More than half of the combined unfavorables categories also increased in March, most notable was dollar amount beyond terms and accounts placed for collection. Bankruptcy filings and credit application rejections also saw gains. Disputes, however, dropped less than half a point, while dollar amount of customer deductions fell slightly more. Overall, combined unfavorables scored 53.8.

"The truly encouraging news is that unfavorable categories have had five consecutive months of readings 50 and above," Kuehl said. "Not one of the readings has been in the contraction zone since October 2020. This bodes very well for future economic growth readings."

The manufacturing sector saw a small increase to 59.2 in March. Dollar collections and sales were the only favorable factors to increase. Amount of credit extended dropped just over a point, followed by a 4.5-point drop in new credit applications. In total, manufacturing favorables scored 67.1, while combined unfavorables scored 54.

Kuehl credited the unfavorables score in large part to increases in accounts placed for collection, dollar amount beyond terms and credit application rejections. Bankruptcy filings also improved. The only two unfavorables to decline were the dollar amount of customer deductions and disputes, both nearing contraction territory.

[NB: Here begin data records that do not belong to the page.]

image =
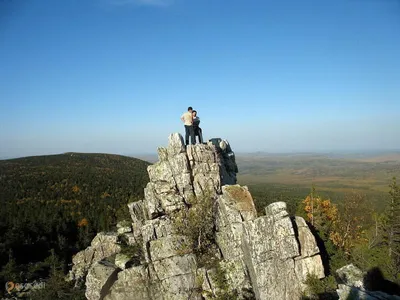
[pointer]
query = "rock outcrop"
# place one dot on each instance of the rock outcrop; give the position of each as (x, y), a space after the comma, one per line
(266, 257)
(352, 285)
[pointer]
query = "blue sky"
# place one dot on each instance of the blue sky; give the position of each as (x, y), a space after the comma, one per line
(280, 76)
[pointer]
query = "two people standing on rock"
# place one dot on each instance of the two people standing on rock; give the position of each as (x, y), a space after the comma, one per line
(192, 129)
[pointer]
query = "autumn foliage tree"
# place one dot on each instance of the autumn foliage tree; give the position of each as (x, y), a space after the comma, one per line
(342, 225)
(393, 225)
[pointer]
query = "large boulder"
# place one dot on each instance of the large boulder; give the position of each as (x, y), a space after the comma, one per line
(105, 244)
(266, 257)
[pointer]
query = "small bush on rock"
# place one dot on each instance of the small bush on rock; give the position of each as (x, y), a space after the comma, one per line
(197, 224)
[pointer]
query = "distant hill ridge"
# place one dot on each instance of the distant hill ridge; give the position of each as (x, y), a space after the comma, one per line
(83, 176)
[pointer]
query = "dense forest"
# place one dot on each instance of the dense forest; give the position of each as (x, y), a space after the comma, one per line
(52, 206)
(350, 227)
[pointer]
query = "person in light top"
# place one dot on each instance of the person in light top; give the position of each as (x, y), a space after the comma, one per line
(187, 119)
(196, 127)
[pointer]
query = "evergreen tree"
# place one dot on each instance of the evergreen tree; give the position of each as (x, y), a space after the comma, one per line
(393, 226)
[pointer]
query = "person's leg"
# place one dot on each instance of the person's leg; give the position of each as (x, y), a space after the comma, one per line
(192, 135)
(200, 133)
(196, 133)
(187, 133)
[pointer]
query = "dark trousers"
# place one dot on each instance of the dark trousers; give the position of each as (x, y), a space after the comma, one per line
(198, 132)
(189, 131)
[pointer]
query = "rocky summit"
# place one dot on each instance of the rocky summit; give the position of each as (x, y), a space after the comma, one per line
(254, 257)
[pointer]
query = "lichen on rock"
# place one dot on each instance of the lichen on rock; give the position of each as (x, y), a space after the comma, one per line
(249, 257)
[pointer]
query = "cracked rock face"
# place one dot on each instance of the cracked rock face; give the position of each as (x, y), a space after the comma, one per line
(265, 257)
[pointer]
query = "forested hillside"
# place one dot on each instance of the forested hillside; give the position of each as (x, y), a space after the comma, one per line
(52, 206)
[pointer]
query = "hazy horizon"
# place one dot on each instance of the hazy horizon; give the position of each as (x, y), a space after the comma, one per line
(114, 76)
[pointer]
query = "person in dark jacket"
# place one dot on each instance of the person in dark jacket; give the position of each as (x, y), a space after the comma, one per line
(196, 128)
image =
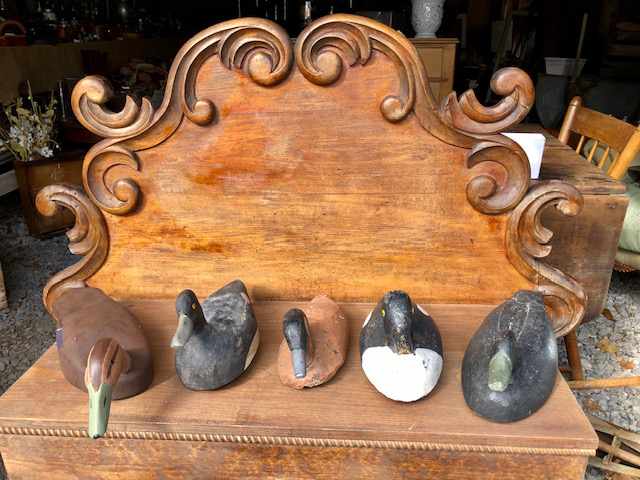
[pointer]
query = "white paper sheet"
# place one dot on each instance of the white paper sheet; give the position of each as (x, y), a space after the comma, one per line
(533, 146)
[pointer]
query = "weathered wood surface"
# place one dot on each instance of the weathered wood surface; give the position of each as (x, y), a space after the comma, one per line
(341, 175)
(596, 228)
(306, 189)
(344, 412)
(150, 459)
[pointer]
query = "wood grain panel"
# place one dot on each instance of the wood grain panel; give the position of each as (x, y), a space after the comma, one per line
(303, 189)
(346, 410)
(153, 459)
(585, 245)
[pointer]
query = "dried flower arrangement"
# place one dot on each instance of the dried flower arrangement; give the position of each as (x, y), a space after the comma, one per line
(31, 130)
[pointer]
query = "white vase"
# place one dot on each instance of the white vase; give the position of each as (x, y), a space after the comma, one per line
(426, 17)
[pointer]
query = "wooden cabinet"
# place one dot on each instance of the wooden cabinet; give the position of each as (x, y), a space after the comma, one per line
(439, 57)
(65, 167)
(324, 167)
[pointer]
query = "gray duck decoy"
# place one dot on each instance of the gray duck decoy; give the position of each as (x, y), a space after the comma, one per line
(401, 349)
(216, 342)
(510, 365)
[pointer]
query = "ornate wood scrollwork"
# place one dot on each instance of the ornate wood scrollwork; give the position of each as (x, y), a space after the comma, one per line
(527, 241)
(470, 116)
(488, 191)
(258, 47)
(88, 237)
(88, 101)
(326, 46)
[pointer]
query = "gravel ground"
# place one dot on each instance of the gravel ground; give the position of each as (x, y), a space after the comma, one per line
(26, 330)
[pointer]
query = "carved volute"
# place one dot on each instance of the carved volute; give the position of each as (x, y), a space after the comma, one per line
(369, 183)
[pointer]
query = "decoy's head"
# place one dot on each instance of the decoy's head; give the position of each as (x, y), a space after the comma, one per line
(397, 315)
(106, 361)
(190, 318)
(295, 328)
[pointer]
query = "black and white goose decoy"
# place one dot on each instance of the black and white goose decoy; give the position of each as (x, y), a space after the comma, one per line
(401, 349)
(511, 363)
(216, 342)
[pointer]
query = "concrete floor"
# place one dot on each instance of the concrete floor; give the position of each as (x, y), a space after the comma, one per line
(26, 330)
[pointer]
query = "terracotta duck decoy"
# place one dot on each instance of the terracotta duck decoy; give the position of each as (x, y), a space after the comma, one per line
(216, 342)
(510, 365)
(102, 349)
(315, 345)
(401, 349)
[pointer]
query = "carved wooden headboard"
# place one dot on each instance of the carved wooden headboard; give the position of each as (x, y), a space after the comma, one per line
(324, 167)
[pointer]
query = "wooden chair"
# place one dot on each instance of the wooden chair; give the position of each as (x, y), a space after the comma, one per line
(612, 134)
(324, 167)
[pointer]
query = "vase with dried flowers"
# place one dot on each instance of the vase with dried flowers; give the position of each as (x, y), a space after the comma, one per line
(31, 128)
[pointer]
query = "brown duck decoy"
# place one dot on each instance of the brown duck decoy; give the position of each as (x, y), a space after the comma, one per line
(315, 345)
(102, 349)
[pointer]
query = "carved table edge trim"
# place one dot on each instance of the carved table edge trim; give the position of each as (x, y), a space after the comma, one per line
(297, 441)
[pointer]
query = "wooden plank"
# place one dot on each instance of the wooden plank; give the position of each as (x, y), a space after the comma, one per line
(327, 197)
(33, 458)
(585, 246)
(347, 409)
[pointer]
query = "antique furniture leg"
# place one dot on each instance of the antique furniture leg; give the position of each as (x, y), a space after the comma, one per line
(3, 292)
(341, 145)
(573, 355)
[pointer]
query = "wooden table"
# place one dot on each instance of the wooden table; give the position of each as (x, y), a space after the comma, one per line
(169, 432)
(304, 171)
(584, 246)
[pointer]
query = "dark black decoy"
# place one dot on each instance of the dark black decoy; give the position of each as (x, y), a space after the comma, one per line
(216, 342)
(511, 363)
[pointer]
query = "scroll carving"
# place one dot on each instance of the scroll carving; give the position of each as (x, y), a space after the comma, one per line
(527, 242)
(88, 237)
(88, 102)
(468, 115)
(488, 191)
(120, 196)
(328, 45)
(258, 47)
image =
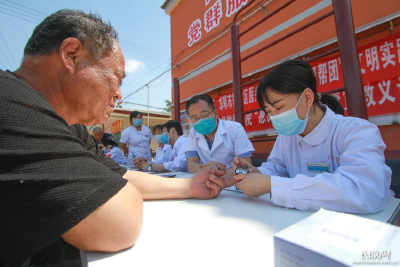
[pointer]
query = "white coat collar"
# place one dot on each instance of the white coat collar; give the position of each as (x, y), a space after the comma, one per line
(321, 131)
(217, 137)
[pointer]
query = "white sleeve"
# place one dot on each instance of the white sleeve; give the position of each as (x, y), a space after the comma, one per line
(179, 163)
(125, 136)
(241, 141)
(360, 185)
(191, 146)
(275, 164)
(118, 156)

"The sectors that have performed well through most of the last several months have been in manufacturing," Kuehl said. "This has been explained in part by the fact consumers have been unable to spend as they usually do on services."
Prior to the pandemic lockdown, on average, about 65% of consumers' disposable income was spent on services, Kuehl added. "The higher the income, the more spent on services as opposed to things."

With a three-point gain to 59.4, the service sector, however, did exceedingly well last month, which is likely attributed to the extensive gains in all four favorable factors, he noted.

Dollar collections saw the most extensive increase by nearly nine points, while sales achieved the highest reading for the sector. Amount of credit extended also increased, followed by new credit applications.

The CMI reflects retail and other services less affected by pandemic shutdowns more than some of the other service areas such as hospitality, entertainment or the restaurant trade, Kuehl pointed out.

Unfavorables reached its highest score since March 2020. Credit application rejections was the only unfavorable to decrease, and dollar amount of customer deductions held. However, dollar amount beyond terms increased by nearly six points, while accounts placed for collection jumped three points. Bankruptcy filings and disputes saw minimal gains.